The only problem is: French people don’t feel too normal to me anymore. Here I said it. French people feel grotesque! They are ambulatory clichés. The girl in the flowing dress on the bicycle with the baguette in a basket. The woman shopping at the market with the ‘tailleur’ and the strand of pearls. The man with moustache like this is still 1930. The waiter who woke up on the wrong side of the bed and to whom I must apologize for being there. This is all so weird. Am I really like these people? I suddenly see myself as a living-breathing caricature of Frenchness.

Days later I am back in L.A. the very city I glibly put down in so many blog posts, and I take a big breath of relief. Why do I feel so incredibly light suddenly? My eyes literally caress my small possessions, my paintings, my comfy bed, even that horrid couch that should be burned. Outside the house, I want to kiss people for the directness with which they communicate. I love the absence of mind games. I love the low level of drama, the lack of judgment, the sense that people are basically benevolent. I love the fact that waiters keep their moods to themselves. I love the smog and I love wearing flip-flops. It’s so good to be home.

And immediately, I begin missing France again.
************

Corine does not have a last name. Not yet. Not until she feels that her writing is fit to attach a last name to. She writes all day in the hope of her novels being published one day. In the meantime she grudgingly attends to the well being of her family and pets. You can read more on the blog Hidden in France, which is about color, Bohemia, de
sign, writing, neurosis, and of course all things French. Because she was traveling she has not read what the illustrious other bloggers have written here about Home but has already purchased the bottle of Bourgogne with which she plans to drown her insecurity after reading them.

Okay but seriously

Born and raised in Paris

Studied at the Sorbonne

Worked in advertising

Married an American and moved to California

Two boys age 10 and 17, One husband, one cat, one dog, two birds, 8 goldfish

Three novels, two screenplays, countless articles, very little money but living the dream.

“Real/now/past homes” by Kate at Make Do Style

My real home is by the seaside. But of course I don’t live where my real home is. I was born and raised by the sea and for years I couldn’t live inland as it made me feel claustrophobic. I’m amazed I live inland now, however the River Thames provides me with a sense of the sea. Water is my favourite thing. I care little for anything else.

I’m quite happy to reside anywhere; I’m a bit similar to a cat. As long as I’ve got food and water, a cosy bed to lie in I’m pretty much done. I’m not sure if this is because I’ve moved about so much, often in the same place. I moved lots due to university and work, although I always owned a property even if I wasn’t living in it. The only thing I regret about moving about is the possession I have either lost or discarded along the way.

My current home is home due to having to relocate very quickly.

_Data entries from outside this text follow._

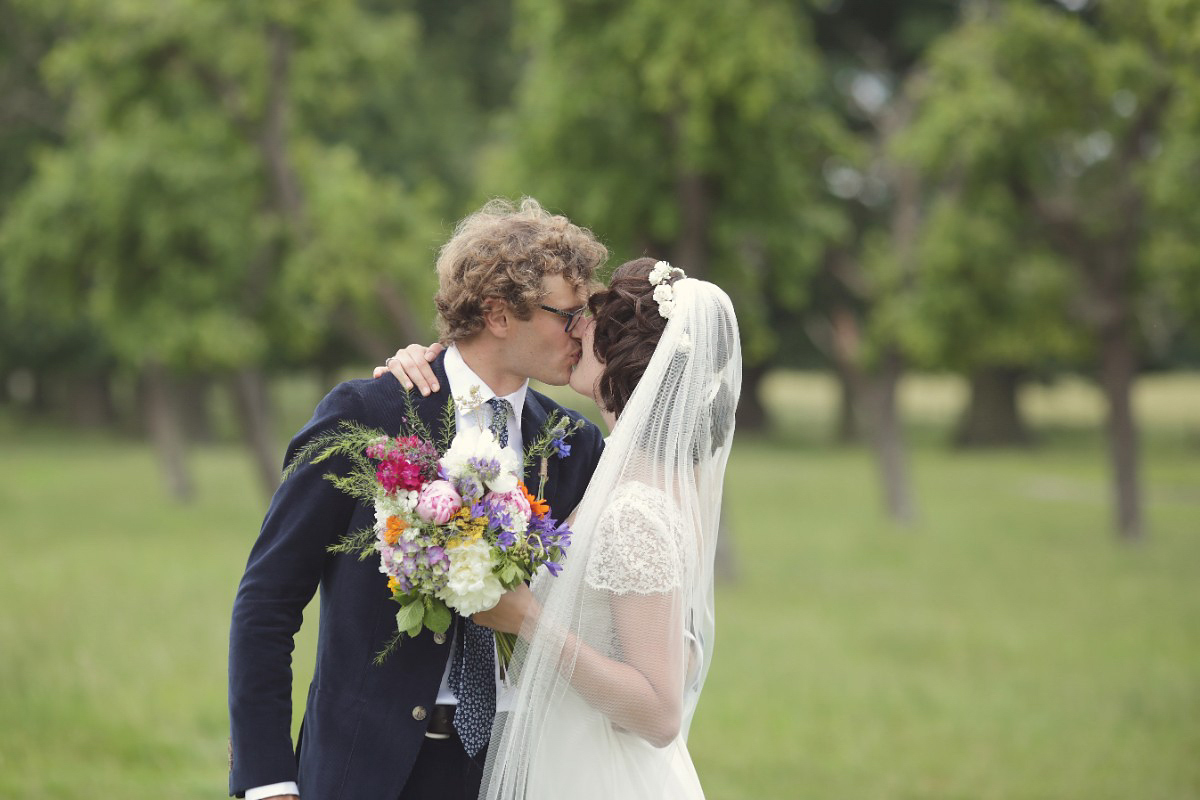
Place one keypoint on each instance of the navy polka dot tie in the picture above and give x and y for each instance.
(499, 425)
(473, 680)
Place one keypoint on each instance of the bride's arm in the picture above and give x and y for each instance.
(411, 367)
(643, 691)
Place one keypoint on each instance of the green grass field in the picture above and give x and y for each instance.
(1006, 647)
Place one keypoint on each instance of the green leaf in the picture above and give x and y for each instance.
(409, 618)
(437, 615)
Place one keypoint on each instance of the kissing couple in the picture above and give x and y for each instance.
(613, 651)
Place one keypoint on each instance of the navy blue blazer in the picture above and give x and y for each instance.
(359, 737)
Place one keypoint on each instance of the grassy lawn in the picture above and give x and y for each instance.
(1006, 647)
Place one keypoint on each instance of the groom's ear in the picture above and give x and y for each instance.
(497, 317)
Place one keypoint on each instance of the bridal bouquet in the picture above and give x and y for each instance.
(455, 525)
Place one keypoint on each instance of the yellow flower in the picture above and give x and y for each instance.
(395, 527)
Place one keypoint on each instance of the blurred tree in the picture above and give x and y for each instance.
(198, 222)
(1056, 122)
(684, 132)
(870, 272)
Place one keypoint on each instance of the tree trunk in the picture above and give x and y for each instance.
(252, 403)
(993, 416)
(166, 431)
(1117, 371)
(887, 438)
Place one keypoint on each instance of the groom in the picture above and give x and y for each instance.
(510, 283)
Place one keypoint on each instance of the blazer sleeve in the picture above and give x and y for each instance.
(282, 573)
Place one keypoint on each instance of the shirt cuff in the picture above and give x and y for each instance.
(262, 792)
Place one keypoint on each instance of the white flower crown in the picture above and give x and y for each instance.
(664, 294)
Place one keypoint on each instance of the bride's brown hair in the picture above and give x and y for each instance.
(628, 328)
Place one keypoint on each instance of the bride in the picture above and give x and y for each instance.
(613, 653)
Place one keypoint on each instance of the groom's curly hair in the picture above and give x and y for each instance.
(503, 252)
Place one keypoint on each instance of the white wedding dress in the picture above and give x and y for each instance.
(610, 674)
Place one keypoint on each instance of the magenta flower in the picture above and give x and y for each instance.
(438, 501)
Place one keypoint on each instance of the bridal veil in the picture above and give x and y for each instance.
(609, 675)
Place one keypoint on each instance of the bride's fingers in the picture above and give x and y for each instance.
(411, 367)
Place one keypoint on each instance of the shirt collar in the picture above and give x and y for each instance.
(461, 378)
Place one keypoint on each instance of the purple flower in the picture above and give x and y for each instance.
(559, 445)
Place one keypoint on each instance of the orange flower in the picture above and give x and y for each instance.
(396, 527)
(538, 506)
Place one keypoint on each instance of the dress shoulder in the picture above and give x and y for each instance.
(637, 546)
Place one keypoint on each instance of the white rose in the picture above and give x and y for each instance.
(481, 444)
(660, 271)
(472, 585)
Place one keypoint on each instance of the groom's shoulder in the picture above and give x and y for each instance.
(364, 398)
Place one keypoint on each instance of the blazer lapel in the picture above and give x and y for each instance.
(533, 419)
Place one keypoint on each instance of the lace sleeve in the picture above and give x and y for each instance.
(637, 543)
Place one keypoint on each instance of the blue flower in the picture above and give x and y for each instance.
(559, 446)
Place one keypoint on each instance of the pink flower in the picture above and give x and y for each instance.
(397, 473)
(438, 501)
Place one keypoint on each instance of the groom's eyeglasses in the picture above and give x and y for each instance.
(571, 317)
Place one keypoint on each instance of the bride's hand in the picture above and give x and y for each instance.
(516, 607)
(411, 366)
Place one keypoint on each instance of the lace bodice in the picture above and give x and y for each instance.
(639, 543)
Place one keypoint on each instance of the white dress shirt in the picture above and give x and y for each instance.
(461, 379)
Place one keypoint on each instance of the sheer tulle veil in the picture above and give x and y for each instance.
(636, 593)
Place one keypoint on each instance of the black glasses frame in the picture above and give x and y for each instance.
(571, 317)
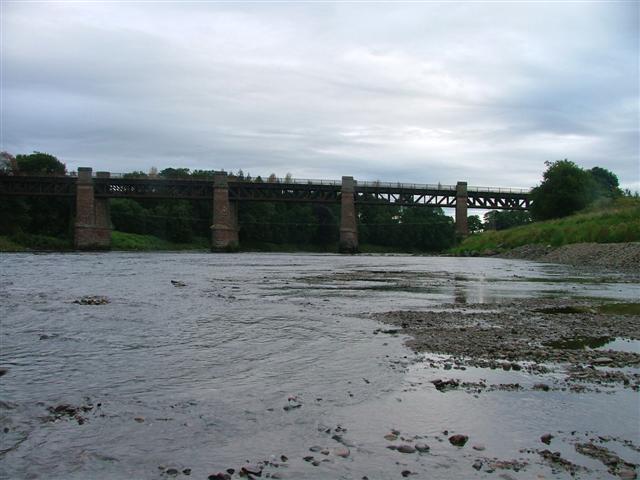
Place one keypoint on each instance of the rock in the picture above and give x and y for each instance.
(219, 476)
(252, 468)
(602, 361)
(458, 440)
(406, 449)
(92, 300)
(342, 452)
(444, 385)
(627, 474)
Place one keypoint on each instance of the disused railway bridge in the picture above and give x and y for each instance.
(92, 192)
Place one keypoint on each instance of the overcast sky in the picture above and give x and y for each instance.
(414, 92)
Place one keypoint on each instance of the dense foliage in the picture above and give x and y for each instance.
(566, 188)
(38, 215)
(618, 221)
(503, 219)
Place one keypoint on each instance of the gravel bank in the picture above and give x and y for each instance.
(534, 334)
(619, 256)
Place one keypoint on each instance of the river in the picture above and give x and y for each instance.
(184, 380)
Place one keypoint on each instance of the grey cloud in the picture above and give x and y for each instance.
(410, 92)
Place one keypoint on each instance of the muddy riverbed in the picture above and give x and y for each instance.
(315, 366)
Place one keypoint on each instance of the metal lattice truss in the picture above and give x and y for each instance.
(309, 192)
(405, 196)
(143, 188)
(283, 192)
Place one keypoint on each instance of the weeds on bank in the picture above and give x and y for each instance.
(614, 223)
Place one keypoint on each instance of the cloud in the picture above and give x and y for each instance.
(482, 92)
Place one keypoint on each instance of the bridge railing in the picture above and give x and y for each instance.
(409, 186)
(304, 181)
(498, 190)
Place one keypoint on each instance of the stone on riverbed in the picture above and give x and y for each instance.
(406, 449)
(458, 440)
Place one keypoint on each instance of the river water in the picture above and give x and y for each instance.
(197, 376)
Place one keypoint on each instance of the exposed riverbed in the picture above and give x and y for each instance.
(158, 366)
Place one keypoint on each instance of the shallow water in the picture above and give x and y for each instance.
(210, 366)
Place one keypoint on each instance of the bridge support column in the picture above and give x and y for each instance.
(93, 223)
(348, 220)
(224, 231)
(462, 227)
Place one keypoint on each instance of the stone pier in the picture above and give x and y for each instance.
(348, 220)
(93, 221)
(462, 228)
(224, 231)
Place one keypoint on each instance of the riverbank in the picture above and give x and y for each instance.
(618, 222)
(133, 242)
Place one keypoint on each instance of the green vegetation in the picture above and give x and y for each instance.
(20, 242)
(8, 245)
(618, 221)
(566, 188)
(137, 242)
(44, 223)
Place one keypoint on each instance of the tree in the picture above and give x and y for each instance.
(40, 163)
(500, 220)
(474, 223)
(606, 182)
(565, 189)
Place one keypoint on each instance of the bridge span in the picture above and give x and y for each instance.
(93, 191)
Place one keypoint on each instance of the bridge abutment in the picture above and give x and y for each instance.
(462, 227)
(224, 231)
(93, 221)
(348, 219)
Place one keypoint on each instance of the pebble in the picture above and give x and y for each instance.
(219, 476)
(254, 469)
(458, 440)
(602, 360)
(342, 452)
(546, 438)
(406, 449)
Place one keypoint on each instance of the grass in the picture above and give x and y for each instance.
(613, 223)
(23, 242)
(8, 245)
(136, 242)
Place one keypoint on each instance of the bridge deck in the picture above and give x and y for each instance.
(280, 190)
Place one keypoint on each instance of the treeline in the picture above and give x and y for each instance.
(261, 224)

I actually didn’t give it much thought I just went into operation move mode. Before the sudden announcement by Mr MDS that the Bristol office was shutting and we were offered London, we’d been visiting friends who had moved from Philadelphia to Epsom. When we left I actually uttered the words ‘what a nice place to live’. Four months later we live in the same road as them.

I’m lucky that I’m a city girl at heart as the seaside life I led was always large town or city other than Aberystwyth and Rhodes. Also I had lived and worked in London before after I left university so I felt I was returning, although I don’t think I’d ever really set foot in Surrey before! I love the fact I’m in Oxford Street within 50 minutes of shutting my front door and this includes a cycle ride, train to Waterloo, tube on a rainy day or a lovely walk when it isn’t. But equally on a Saturday morning I can go for a run amongst the woods and deers or we can stroll through Richmond Park. The deer often hang around in our street and we are surrounded by beautiful trees evacuated from Kew Gardens during the Second World War in case of bombing. The space makes up for the lack of water.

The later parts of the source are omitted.